As employees embraced hybrid work, Modern Support reopened walk-in support centers by appointment only and added or transformed some locations to virtual support kiosks with video support capability. These centers, both physical and virtual, use technology for online booking and focus on hardware-related issues to minimize wait time while enabling a seamless environment. Employees are able to book an appointment via the Virtual Agent so the bot can drive self-help solutions before finalizing an appointment. Modern Support remains committed to delivering an experience that anticipates the different ways employees need assistance while providing the flexibility and agility employees now require. The team works diligently to resolve the issue remotely prior to having an employee physically show up to a walk-in center.

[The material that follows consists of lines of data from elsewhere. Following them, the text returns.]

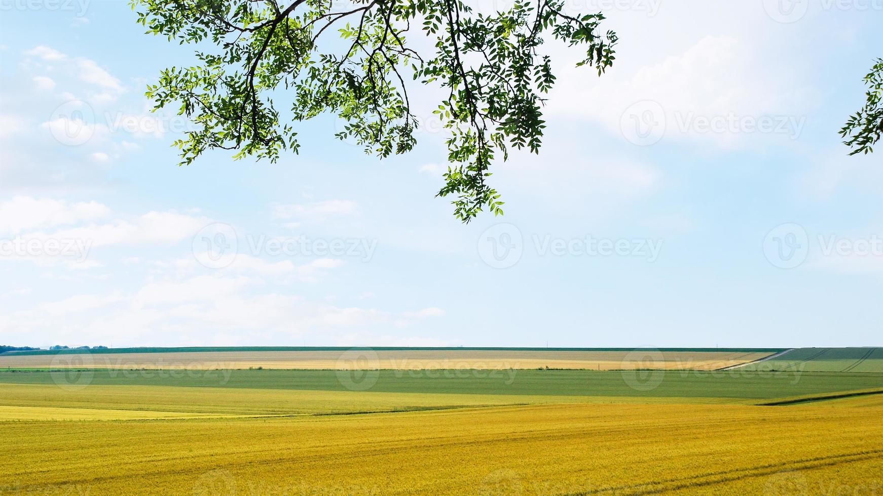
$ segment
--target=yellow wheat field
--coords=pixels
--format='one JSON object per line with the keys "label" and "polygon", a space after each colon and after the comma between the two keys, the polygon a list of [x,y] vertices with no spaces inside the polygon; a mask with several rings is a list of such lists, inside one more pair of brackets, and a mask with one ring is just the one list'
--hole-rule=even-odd
{"label": "yellow wheat field", "polygon": [[870,494],[883,490],[881,418],[879,406],[564,404],[0,422],[0,492]]}
{"label": "yellow wheat field", "polygon": [[634,368],[713,370],[769,356],[731,352],[558,352],[496,350],[378,350],[376,352],[200,352],[93,353],[0,357],[0,367],[528,369]]}

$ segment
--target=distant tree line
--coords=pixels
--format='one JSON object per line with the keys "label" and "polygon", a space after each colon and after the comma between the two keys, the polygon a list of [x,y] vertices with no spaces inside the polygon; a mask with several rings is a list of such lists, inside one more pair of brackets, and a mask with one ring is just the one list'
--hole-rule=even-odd
{"label": "distant tree line", "polygon": [[7,346],[5,344],[0,345],[0,353],[5,353],[6,352],[30,352],[32,350],[39,350],[40,348],[31,348],[30,346]]}
{"label": "distant tree line", "polygon": [[[56,344],[55,346],[49,346],[49,350],[107,350],[107,346],[63,346],[61,344]],[[0,344],[0,353],[5,353],[6,352],[36,352],[40,348],[32,348],[31,346],[9,346],[6,344]]]}

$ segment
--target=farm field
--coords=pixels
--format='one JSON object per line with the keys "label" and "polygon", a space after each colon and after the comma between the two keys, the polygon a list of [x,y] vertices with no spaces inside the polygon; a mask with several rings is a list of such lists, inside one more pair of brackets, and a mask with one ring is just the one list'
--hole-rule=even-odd
{"label": "farm field", "polygon": [[[883,389],[883,374],[759,371],[0,371],[4,384],[48,386],[87,395],[96,387],[419,393],[604,398],[668,398],[706,403],[756,403],[792,396]],[[170,389],[170,391],[173,391]],[[170,392],[170,395],[183,394]],[[2,401],[2,400],[0,400]]]}
{"label": "farm field", "polygon": [[629,368],[715,370],[770,356],[776,350],[515,350],[515,349],[172,349],[30,352],[0,355],[0,367],[19,368],[281,368],[530,369]]}
{"label": "farm field", "polygon": [[9,367],[0,495],[883,492],[883,374],[748,368]]}
{"label": "farm field", "polygon": [[577,403],[0,422],[0,491],[868,494],[883,479],[881,415],[879,406]]}
{"label": "farm field", "polygon": [[797,348],[745,367],[804,372],[883,373],[883,348]]}

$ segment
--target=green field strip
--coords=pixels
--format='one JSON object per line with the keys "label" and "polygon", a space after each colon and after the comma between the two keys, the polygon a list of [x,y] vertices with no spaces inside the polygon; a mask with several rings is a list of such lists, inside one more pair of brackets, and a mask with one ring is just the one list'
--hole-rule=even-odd
{"label": "green field strip", "polygon": [[883,389],[872,389],[869,391],[850,391],[848,393],[837,393],[832,395],[819,395],[813,396],[801,396],[796,398],[789,398],[786,400],[779,400],[768,403],[756,403],[758,406],[784,406],[789,404],[801,404],[807,403],[817,403],[827,400],[836,400],[841,398],[851,398],[856,396],[868,396],[872,395],[883,395]]}
{"label": "green field strip", "polygon": [[[0,371],[0,383],[55,386],[65,372]],[[718,397],[774,401],[802,396],[883,389],[883,374],[867,373],[504,370],[371,371],[373,392],[584,397]],[[84,374],[90,386],[347,391],[347,373],[327,370],[204,371],[174,377],[158,371],[100,369]],[[363,373],[364,374],[364,373]],[[70,376],[79,381],[79,376]]]}
{"label": "green field strip", "polygon": [[811,355],[811,356],[809,356],[809,357],[807,357],[807,358],[805,358],[805,359],[804,359],[802,360],[796,361],[796,362],[792,363],[791,365],[789,365],[789,366],[782,368],[782,370],[788,370],[789,368],[791,368],[792,366],[798,366],[798,365],[800,365],[802,363],[806,363],[808,361],[812,361],[812,360],[818,359],[819,357],[824,355],[825,353],[826,353],[827,352],[830,352],[830,351],[831,351],[831,348],[822,348],[821,352],[819,352],[818,353]]}
{"label": "green field strip", "polygon": [[861,365],[862,362],[864,362],[864,360],[868,359],[868,357],[870,357],[871,355],[872,355],[875,351],[876,351],[876,348],[871,348],[870,350],[868,350],[868,352],[864,353],[864,355],[862,358],[858,359],[858,360],[856,361],[856,363],[854,363],[854,364],[847,366],[846,368],[844,368],[841,372],[849,372],[850,370],[856,368],[857,366],[858,366],[859,365]]}
{"label": "green field strip", "polygon": [[69,355],[69,354],[107,354],[107,353],[178,353],[200,352],[347,352],[350,350],[374,350],[375,352],[432,352],[432,351],[467,351],[467,352],[721,352],[732,353],[776,353],[787,348],[519,348],[519,347],[471,347],[471,346],[189,346],[177,348],[101,348],[97,350],[32,350],[26,352],[5,352],[0,357],[27,355]]}

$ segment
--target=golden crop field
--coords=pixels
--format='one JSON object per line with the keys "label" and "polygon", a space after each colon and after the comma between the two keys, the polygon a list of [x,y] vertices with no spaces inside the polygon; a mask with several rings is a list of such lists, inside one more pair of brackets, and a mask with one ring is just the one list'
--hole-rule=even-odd
{"label": "golden crop field", "polygon": [[769,356],[741,352],[599,352],[531,350],[377,350],[348,353],[306,352],[200,352],[0,356],[0,367],[296,369],[530,369],[635,368],[714,370]]}
{"label": "golden crop field", "polygon": [[0,493],[872,494],[883,407],[0,422]]}

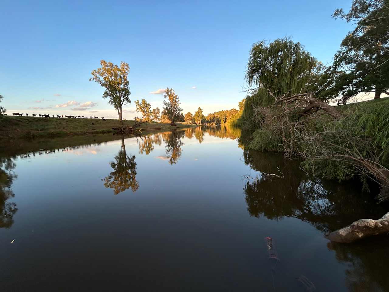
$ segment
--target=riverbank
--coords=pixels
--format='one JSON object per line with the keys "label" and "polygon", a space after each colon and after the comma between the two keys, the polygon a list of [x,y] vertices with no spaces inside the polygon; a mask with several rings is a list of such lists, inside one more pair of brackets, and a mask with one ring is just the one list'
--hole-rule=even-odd
{"label": "riverbank", "polygon": [[[123,121],[125,125],[131,126],[134,121]],[[118,120],[106,119],[49,118],[30,116],[7,116],[0,120],[0,139],[53,138],[68,136],[107,134],[112,128],[120,125]],[[169,122],[150,122],[144,124],[142,132],[169,130],[197,127],[186,123],[177,123],[173,126]]]}

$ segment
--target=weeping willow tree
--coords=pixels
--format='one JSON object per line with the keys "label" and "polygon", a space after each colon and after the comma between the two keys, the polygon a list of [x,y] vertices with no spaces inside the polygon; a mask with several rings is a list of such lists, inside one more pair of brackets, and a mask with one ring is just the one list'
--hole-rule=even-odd
{"label": "weeping willow tree", "polygon": [[259,127],[259,123],[252,118],[254,108],[274,103],[269,91],[277,97],[306,90],[319,64],[304,46],[290,37],[254,44],[246,71],[249,94],[238,123],[247,128]]}

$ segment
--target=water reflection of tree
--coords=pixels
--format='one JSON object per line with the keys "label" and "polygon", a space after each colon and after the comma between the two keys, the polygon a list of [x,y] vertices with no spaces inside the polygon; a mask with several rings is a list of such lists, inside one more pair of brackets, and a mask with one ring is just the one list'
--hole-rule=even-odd
{"label": "water reflection of tree", "polygon": [[373,200],[356,194],[352,189],[356,188],[349,184],[307,176],[299,169],[297,160],[248,149],[244,151],[244,157],[255,170],[275,174],[280,171],[283,174],[277,179],[259,176],[246,182],[244,190],[252,216],[270,219],[293,217],[327,232],[343,227],[345,222],[349,224],[369,215],[380,218],[385,213]]}
{"label": "water reflection of tree", "polygon": [[181,138],[184,133],[174,130],[162,134],[163,140],[166,143],[165,150],[169,158],[169,163],[172,165],[175,164],[181,157],[181,147],[184,145],[184,142],[181,141]]}
{"label": "water reflection of tree", "polygon": [[387,291],[388,245],[385,236],[349,244],[328,244],[329,249],[335,251],[338,261],[347,264],[346,286],[353,292]]}
{"label": "water reflection of tree", "polygon": [[193,136],[193,128],[188,128],[185,130],[185,137],[189,139],[191,139]]}
{"label": "water reflection of tree", "polygon": [[13,171],[16,167],[11,157],[0,157],[0,228],[10,227],[18,211],[16,204],[9,201],[15,196],[11,186],[17,177]]}
{"label": "water reflection of tree", "polygon": [[[251,216],[296,218],[324,232],[360,218],[377,219],[386,213],[387,207],[361,194],[358,186],[310,178],[299,169],[297,160],[245,148],[244,157],[255,170],[279,174],[278,167],[283,174],[277,179],[259,175],[247,180],[244,191]],[[384,291],[389,287],[385,259],[389,257],[388,243],[389,238],[382,237],[348,245],[329,243],[337,259],[348,264],[346,281],[349,291]]]}
{"label": "water reflection of tree", "polygon": [[160,145],[162,142],[159,133],[139,137],[138,139],[139,153],[143,154],[144,152],[146,155],[149,155],[154,150],[154,144]]}
{"label": "water reflection of tree", "polygon": [[205,131],[210,136],[223,139],[235,140],[240,136],[240,130],[237,128],[226,126],[224,125],[208,127]]}
{"label": "water reflection of tree", "polygon": [[139,185],[136,178],[135,156],[127,155],[124,137],[122,137],[121,149],[114,159],[115,162],[110,163],[114,171],[104,179],[104,186],[106,188],[113,188],[115,195],[130,188],[133,192],[136,192]]}
{"label": "water reflection of tree", "polygon": [[198,140],[198,142],[201,144],[204,140],[204,132],[202,127],[197,127],[195,129],[194,137]]}

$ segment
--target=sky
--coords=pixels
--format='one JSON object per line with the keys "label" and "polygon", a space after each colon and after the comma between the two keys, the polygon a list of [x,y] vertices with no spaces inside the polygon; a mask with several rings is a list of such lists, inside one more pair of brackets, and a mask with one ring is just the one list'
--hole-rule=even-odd
{"label": "sky", "polygon": [[253,44],[286,36],[330,64],[352,25],[331,16],[351,0],[27,1],[0,5],[0,94],[7,113],[116,118],[89,81],[104,60],[129,64],[130,104],[162,107],[167,87],[184,114],[238,108]]}

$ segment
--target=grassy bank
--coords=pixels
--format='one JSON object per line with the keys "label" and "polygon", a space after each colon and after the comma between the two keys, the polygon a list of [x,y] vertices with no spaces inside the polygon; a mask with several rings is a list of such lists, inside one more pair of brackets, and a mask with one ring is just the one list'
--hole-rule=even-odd
{"label": "grassy bank", "polygon": [[[134,121],[123,121],[131,126]],[[186,123],[177,123],[177,126],[169,123],[151,122],[141,126],[142,132],[156,130],[168,130],[177,128],[195,126]],[[8,116],[0,120],[0,139],[49,138],[69,135],[108,134],[118,127],[118,120],[68,119],[67,118]]]}

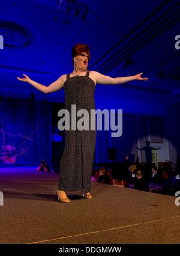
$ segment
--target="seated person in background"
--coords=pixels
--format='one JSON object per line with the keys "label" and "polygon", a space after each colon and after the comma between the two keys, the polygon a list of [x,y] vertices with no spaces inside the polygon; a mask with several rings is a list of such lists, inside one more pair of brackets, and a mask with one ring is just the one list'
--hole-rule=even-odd
{"label": "seated person in background", "polygon": [[37,171],[44,171],[46,172],[51,172],[49,166],[46,163],[45,160],[43,159],[41,162],[40,166],[36,170]]}
{"label": "seated person in background", "polygon": [[130,178],[131,178],[131,174],[129,171],[129,168],[131,165],[131,163],[129,162],[128,159],[128,155],[125,154],[122,165],[123,179],[126,181],[129,181]]}
{"label": "seated person in background", "polygon": [[151,179],[151,182],[153,183],[161,184],[162,183],[162,177],[161,175],[158,173],[157,168],[156,167],[153,167],[151,169],[152,177]]}
{"label": "seated person in background", "polygon": [[162,172],[163,187],[160,192],[163,195],[174,195],[174,184],[169,169],[164,169]]}
{"label": "seated person in background", "polygon": [[143,178],[143,175],[141,170],[136,171],[136,177],[134,180],[134,189],[143,191],[149,191],[149,184]]}

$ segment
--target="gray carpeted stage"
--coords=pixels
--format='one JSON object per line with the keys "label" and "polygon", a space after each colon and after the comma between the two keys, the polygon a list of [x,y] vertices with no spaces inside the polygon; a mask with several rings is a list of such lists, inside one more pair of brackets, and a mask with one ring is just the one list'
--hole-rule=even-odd
{"label": "gray carpeted stage", "polygon": [[1,243],[179,243],[175,198],[92,183],[92,200],[68,193],[58,203],[58,175],[0,168]]}

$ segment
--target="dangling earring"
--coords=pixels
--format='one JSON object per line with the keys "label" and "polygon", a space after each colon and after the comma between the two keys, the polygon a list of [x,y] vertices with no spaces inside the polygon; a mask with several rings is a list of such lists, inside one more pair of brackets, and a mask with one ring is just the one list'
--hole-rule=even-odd
{"label": "dangling earring", "polygon": [[75,61],[74,61],[74,71],[75,72],[77,72],[77,64],[76,64],[76,62]]}

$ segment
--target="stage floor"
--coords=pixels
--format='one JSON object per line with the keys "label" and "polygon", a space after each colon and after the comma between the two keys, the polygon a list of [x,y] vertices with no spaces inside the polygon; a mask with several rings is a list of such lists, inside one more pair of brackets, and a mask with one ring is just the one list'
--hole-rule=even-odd
{"label": "stage floor", "polygon": [[0,168],[0,243],[179,243],[175,197],[92,183],[92,200],[54,194],[58,175]]}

Also, a 24-hour exclusive executive support service was designed to quickly resolve technology-related issues for our company’s leadership team and their executive assistants. Executive support services also focus on and identify automation opportunities that can be applied throughout the organization.

Key results

Seamless support investments have produced three key results:

  • Employees have more time to focus on their job because issues are automatically identified and remediated transparently on their devices. This means less interaction and time interfacing with support.
  • Employees get support anytime, anywhere, and the efficient ticketing process doesn’t require a repetitive description of issues or tedious tasks.
  • There has been an increased ratio of successful unassisted support incidents vs. assisted support––from 15 percent to 40 percent.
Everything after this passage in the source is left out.